OA’s primary risk factors have been identified as being overweight; natural aging; previous joint injury, and work-related circumstances, such as being on one’s feet or keyboarding for long periods of time. Heredity also is a factor, as a significant percentage of those who get OA are pre-disposed to it by their gene pool, Williams said.

“X-rays are not much help in identifying OA in its early stages, but CT scans and MRIs are much better at identifying the areas where the joint is not in balance, or where there has been cartilage deterioration,” Williams said.

In addition to cartilage, which provides a smooth, silky barrier between bones, joints include ligaments, which connect bones to bones; tendons, which connect muscles to bones, and muscles, which are the bundles of specialized cells that contract to produce movement when stimulated by nerves. The body also produces synovial fluid that lubricates the joints. “Think of it as a good 30-weight oil,” Williams said. “But the body, through re-absorption, can lose some of that synovial fluid, which keeps the cartilage smooth and healthy.”

A non-surgical treatment of injecting hyaluronic acid into the knee joint, which temporarily replaces synovial fluid, recently garnered FDA approval, but is not yet approved for the hip joint, Williams said.

“The knee is the primary weight-carrying joint, so being overweight or obese contributes to OA,” said Williams, whose chief expertise is in the knee joint. “An average person takes a step or bends a knee to sit down about a million times a year,” he said.

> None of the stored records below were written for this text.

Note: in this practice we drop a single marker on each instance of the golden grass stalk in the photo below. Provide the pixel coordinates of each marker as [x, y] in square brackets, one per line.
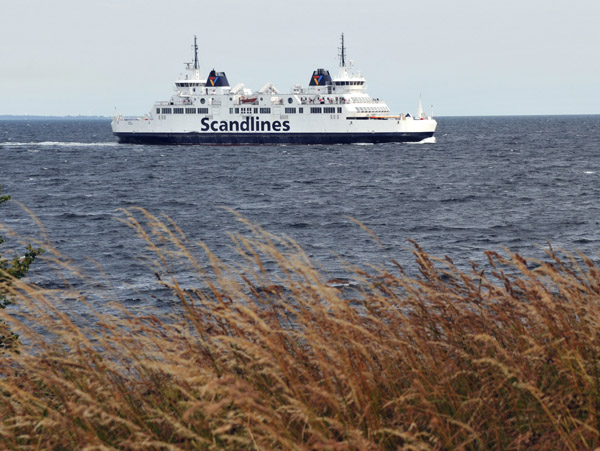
[504, 358]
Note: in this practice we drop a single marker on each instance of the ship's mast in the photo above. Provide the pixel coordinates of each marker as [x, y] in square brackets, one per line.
[343, 53]
[196, 67]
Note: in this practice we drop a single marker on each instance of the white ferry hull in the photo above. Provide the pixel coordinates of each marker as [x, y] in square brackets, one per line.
[327, 111]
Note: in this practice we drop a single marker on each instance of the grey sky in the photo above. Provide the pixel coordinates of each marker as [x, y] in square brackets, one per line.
[466, 57]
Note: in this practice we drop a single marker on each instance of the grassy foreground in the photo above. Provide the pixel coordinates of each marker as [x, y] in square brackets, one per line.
[506, 358]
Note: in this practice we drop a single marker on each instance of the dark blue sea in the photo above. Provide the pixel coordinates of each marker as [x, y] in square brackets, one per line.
[488, 183]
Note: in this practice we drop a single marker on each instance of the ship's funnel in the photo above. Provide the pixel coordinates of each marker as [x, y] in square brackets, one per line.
[217, 79]
[320, 77]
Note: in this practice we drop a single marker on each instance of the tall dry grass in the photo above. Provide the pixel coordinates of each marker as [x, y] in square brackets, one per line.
[504, 358]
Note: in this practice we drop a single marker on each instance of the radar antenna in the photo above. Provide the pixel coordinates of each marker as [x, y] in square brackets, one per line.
[342, 53]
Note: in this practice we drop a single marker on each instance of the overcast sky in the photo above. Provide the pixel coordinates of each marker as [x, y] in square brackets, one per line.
[465, 57]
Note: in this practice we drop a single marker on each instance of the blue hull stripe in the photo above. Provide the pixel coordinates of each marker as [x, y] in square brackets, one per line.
[238, 139]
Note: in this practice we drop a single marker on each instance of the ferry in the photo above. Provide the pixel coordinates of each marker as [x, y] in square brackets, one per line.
[330, 110]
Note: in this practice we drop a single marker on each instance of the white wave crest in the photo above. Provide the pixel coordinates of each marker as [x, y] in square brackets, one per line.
[57, 144]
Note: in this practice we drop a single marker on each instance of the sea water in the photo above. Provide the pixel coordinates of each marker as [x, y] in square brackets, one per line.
[487, 183]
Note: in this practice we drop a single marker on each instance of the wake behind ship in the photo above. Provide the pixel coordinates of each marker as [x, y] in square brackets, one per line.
[328, 111]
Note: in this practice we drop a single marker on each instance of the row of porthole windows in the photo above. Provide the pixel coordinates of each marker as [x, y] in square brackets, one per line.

That is why weight control and proper rest are important counter measures to sustained joint pain, particularly in the knee and hip.

Breg manufactures “counterforce” knee braces, available only with a physician’s prescription, that are designed to improve gait symmetry and mobility mechanics, decrease OA symptomatic pain and increase activity levels, essentially by re-balancing the knee joint, supporting the internal structure of the knee and taking stress off the joint.

The brace, which weighs about 18 ounces, is adjustable by the patient and can be worn under normal clothing. It significantly reduces the steady, dull pain common among OA sufferers, according to Williams.

Research published in the American Journal of Orthopedics indicates that after eight weeks of brace use, “patients reported statistically significant improvements — substantial reduction in pain, increase in ability to work and to engage in activities of daily living, and substantial reduction in use of oral pain medications.”

“Remember, this is not a cure. It’s not stopping the disease,” Williams said. “But a brace can manage pain levels and postpone surgery for 3-5 years and many times longer,” he said.

“Surgery, of course, is an individual choice,” Williams concluded. “Today’s joint replacement surgical procedures are minimally invasive and hospital time is about three days, instead of three weeks even a few years ago. But people, generally, want to avoid surgery as long as possible, which depends on their pain tolerance.”